Os Açores com 3,3% da Superfície Agrícola Útil de Portugal produzem mais de 30% do total do leite nacional e 60% do queijo.
A este propósito, recordo que a produção animal representa 86% do total da produção agrícola regional, sendo 19,4% para a carne de bovino e 54% para o leite. Aliás, 16,8% dos bovinos existentes em Portugal estão nos Açores que possui 2,5% do território nacional.
Saber do grau de auto-aprovisionamento dos alimentos e matérias-primas assume-se como uma condição de segurança social e económica para os Açores.
É perante estes factos que interessa descrever a situação actual e prever. O princípio é simples não se pode agir sobre aquilo que não se mede.

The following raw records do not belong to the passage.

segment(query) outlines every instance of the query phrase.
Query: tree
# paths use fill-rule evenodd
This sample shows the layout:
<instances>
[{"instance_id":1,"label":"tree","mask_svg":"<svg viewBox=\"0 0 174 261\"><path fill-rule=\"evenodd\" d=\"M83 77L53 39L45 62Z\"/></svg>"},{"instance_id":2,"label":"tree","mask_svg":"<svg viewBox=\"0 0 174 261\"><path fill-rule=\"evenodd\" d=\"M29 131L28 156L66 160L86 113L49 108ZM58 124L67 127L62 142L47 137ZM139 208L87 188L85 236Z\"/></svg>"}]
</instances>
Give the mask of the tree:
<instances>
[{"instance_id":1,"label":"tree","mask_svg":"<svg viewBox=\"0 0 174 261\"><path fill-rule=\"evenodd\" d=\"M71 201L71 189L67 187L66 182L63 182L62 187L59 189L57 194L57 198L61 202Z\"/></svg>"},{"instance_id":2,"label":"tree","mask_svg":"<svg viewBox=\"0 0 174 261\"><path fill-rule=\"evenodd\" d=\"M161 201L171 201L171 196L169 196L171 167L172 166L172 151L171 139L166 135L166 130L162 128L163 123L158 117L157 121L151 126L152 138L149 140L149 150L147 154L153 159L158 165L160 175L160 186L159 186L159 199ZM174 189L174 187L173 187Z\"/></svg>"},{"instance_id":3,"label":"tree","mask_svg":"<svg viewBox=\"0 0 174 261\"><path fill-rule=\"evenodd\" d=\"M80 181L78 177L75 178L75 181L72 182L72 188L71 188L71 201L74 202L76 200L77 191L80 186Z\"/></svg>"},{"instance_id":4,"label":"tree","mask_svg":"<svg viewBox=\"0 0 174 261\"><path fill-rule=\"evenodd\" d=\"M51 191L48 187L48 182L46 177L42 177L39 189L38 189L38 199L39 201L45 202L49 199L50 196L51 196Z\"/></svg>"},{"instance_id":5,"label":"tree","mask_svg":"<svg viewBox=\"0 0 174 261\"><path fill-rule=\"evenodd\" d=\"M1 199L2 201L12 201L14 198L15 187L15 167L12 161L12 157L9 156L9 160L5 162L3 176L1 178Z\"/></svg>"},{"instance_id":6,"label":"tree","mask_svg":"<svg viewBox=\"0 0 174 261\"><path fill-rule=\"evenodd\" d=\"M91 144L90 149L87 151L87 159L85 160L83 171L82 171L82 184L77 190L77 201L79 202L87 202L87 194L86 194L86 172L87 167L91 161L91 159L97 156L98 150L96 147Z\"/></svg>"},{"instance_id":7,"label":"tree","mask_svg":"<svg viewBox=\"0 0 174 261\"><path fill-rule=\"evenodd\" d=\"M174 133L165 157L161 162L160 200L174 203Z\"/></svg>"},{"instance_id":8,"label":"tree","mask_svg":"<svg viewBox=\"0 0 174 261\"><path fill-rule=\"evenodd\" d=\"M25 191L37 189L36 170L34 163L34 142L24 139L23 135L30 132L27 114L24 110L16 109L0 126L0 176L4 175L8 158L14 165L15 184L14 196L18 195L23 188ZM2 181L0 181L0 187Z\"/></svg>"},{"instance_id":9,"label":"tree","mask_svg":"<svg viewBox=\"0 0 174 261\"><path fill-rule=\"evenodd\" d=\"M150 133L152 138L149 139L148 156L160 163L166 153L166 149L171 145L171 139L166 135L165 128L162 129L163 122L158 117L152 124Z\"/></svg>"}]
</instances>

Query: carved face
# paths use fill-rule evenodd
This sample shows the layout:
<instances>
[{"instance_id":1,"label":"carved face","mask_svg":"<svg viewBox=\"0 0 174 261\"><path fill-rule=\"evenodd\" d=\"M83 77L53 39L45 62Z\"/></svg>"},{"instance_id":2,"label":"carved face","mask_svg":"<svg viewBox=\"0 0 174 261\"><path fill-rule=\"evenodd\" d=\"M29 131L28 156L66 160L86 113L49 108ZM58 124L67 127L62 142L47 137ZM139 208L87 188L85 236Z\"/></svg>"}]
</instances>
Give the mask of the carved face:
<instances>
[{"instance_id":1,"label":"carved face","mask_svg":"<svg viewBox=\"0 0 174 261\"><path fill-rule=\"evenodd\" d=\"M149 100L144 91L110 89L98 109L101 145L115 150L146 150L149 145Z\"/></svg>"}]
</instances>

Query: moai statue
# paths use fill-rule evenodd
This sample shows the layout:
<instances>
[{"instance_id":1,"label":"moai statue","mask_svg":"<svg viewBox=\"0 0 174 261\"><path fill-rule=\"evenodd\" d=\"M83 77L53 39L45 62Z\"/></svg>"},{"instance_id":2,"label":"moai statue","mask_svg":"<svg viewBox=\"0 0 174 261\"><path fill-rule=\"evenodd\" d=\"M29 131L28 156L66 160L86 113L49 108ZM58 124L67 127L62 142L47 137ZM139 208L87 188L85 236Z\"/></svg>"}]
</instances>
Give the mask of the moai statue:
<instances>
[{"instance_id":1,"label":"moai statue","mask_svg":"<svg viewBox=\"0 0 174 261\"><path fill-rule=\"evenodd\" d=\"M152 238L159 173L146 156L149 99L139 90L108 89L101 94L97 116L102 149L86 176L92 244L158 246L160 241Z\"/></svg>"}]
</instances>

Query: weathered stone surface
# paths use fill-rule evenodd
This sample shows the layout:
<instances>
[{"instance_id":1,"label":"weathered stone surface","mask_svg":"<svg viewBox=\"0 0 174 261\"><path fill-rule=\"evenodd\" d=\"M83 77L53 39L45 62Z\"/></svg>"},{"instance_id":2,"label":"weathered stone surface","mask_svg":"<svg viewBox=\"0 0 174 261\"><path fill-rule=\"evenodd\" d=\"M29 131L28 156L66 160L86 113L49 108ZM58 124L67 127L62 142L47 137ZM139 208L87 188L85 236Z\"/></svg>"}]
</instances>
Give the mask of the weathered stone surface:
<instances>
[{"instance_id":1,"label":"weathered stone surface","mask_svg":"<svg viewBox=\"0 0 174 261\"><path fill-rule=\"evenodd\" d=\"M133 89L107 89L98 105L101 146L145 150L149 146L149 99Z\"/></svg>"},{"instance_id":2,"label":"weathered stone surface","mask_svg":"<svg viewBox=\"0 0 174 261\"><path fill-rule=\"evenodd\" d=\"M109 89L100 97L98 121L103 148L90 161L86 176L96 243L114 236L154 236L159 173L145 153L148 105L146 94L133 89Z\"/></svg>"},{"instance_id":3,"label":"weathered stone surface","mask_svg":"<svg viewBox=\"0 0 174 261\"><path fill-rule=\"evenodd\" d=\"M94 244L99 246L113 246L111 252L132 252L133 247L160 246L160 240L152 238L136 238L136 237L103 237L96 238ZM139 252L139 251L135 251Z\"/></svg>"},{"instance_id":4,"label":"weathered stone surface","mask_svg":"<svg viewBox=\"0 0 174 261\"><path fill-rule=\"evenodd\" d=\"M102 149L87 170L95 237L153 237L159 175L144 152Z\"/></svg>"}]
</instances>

O trunfo do Açores passa por diminuir a dependência alimentar exterior, melhorar a qualidade dos alimentos pela vertente nutritiva e recentrar a alimentação da bovinicultura nos recursos locais, como a erva e o milho e, na consequência certificar o leite dos Açores assim como determinadas produções hortofrutícolas e florestais.
António Ventura (*)
Deputado à Assembleia Legislativa da Região Autónoma dos Açores e Produtor Agrícola
(*) António Ventura é formado em Eng. Zootécnica, com Mestrado em Tecnologia Industrial, foi Presidente da Associação Agrícola da Ilha Terceira e Presidente da Federação Agrícola dos Açores (por inerência do cargo fez parte da Direcção da CAP). Na presente legislatura foi eleito Deputado pelo PSD da ilha Terceira.